O Hospital Padre Colombo, em Parintins, diz que a partir desta sexta-feira (1º), os serviços da unidade serão suspensos para os usuários do SUS, caso a Prefeitura Municipal não se posicione sobre repasse dos recursos do convênio entre as instituições.

A gestão da unidade acrescenta ainda que, caso isso aconteça, os servidores públicos municipais que atuam no hospital passam a ser de responsabilidade da prefeitura.

As informações constam em ofício enviado pelo procurador geral do Hospital Padre Colombo, Padre Mauro Romanello, ao prefeito da cidade, Bi Garcia e a outros órgãos públicos municipais.

Segundo o documento, os recursos enviados à unidade hospitalar pelo poder público cobriram todos os atendimentos do Hospital, referentes ao SUS, até o dia 07 de setembro de 2021.

A unidade hospitalar alega que, mesmo sem remuneração ou cobertura contratual, por parte das gestões estadual e municipal, continuou prestando os serviços para a população parintinense, no entanto, a assistência aos usuários do SUS acabou sendo prejudicada pela falta dos repasses públicos.

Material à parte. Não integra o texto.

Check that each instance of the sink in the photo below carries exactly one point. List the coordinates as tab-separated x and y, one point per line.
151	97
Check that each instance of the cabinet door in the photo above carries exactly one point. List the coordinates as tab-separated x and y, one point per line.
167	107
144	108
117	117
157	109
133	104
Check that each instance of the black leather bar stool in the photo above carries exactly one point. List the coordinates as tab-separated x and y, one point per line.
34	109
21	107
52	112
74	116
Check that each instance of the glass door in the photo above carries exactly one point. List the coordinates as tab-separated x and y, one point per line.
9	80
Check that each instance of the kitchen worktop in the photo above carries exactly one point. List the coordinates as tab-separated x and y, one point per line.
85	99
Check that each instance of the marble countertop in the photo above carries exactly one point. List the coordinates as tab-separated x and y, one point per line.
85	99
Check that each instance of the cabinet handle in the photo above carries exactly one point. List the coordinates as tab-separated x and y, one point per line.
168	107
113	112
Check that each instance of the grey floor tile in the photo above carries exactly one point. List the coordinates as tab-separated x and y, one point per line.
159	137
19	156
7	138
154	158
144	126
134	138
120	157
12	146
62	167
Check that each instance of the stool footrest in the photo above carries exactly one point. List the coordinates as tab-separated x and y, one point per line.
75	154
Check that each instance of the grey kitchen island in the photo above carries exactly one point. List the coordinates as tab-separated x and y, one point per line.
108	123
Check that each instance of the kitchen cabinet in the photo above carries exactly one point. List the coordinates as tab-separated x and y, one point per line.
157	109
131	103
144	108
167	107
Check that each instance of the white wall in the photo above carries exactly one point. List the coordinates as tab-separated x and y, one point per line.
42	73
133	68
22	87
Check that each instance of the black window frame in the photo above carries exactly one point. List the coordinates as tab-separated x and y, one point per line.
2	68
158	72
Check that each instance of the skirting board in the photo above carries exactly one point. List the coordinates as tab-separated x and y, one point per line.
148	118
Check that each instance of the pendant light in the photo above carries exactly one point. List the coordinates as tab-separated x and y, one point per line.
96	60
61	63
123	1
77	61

Ainda conforme a gestão do Padre Colombo, a unidade não recebeu o repasse das parcelas do teto MAC referentes aos meses de outubro, novembro e dezembro, apesar de já ter alertado o município oficialmente.

Também foram informados o Ministério Público do Amazonas, a Defensoria Pública de Parintins, as secretarias de saúde municipal e estadual, além do Conselho municipal da cidade.

No ofício, o Hospital Padre Colombo ressaltou que tem interesse em continuar prestando os serviços para a população do municipio, sendo necessário suporte da prefeitura, mas até o momento não teve resposta por parte do município.

Prefeitura de Parintins rebate e diz que está em dia com os repasses

Em nota oficial, a Prefeitura de Parintins afirma que somados os repasses federais, estaduais e municipais, o hospital Padre Colombo recebe mensalmente mais de 1 milhão de reais (R$ 1.584.950,00).

Além disso, o Município afirma que disponibiliza 62 servidores, sendo 10 médicos especialistas (R$ 330.800,00).

Ainda conforme a prefeitura municipal, foi determinado pelo próprio hospital Padre Colombo que, desde o dia 1 de agosto de 2021, o atendimento materno infantil seria de responsabilidade da entidade filantrópica, com 24 leitos em funcionamento.

Já o hospital Jofre Cohen ficou com a responsabilidade de atender as demandas de ortopedia, clínica médica adulta, clínica cirúrgica e cirurgias eletivas.

A nota diz que os serviços prestados pelo hospital Padre Colombo são necessários para a população de Parintins e afirma que se coloca à disposição para administrá-lo.

Denúncias de violência obstétrica

A situação ocorre após denúncias feitas por pacientes sobre casos de violência obstétrica no Hospital Padre Colombo, que teriam causado as mortes de dois bebês.

A direção do hospital diz que não houve negligência nos casos relatados pelas denunciantes, mas admitiu que tem tido dificuldades no atendimento por causa da alta demanda por procedimentos obstétricos, após a Prefeitura de Parintins desabilitar o serviço às gestantes no hospital Jofre Cohen.

A direção do hospital ressalta que não responsabiliza a prefeitura por qualquer caso denunciado, mas que precisa de suporte para melhorar o atendimento.

O Ministério Público do Amazonas (MPAM) abriu inquérito para apurar os fatos.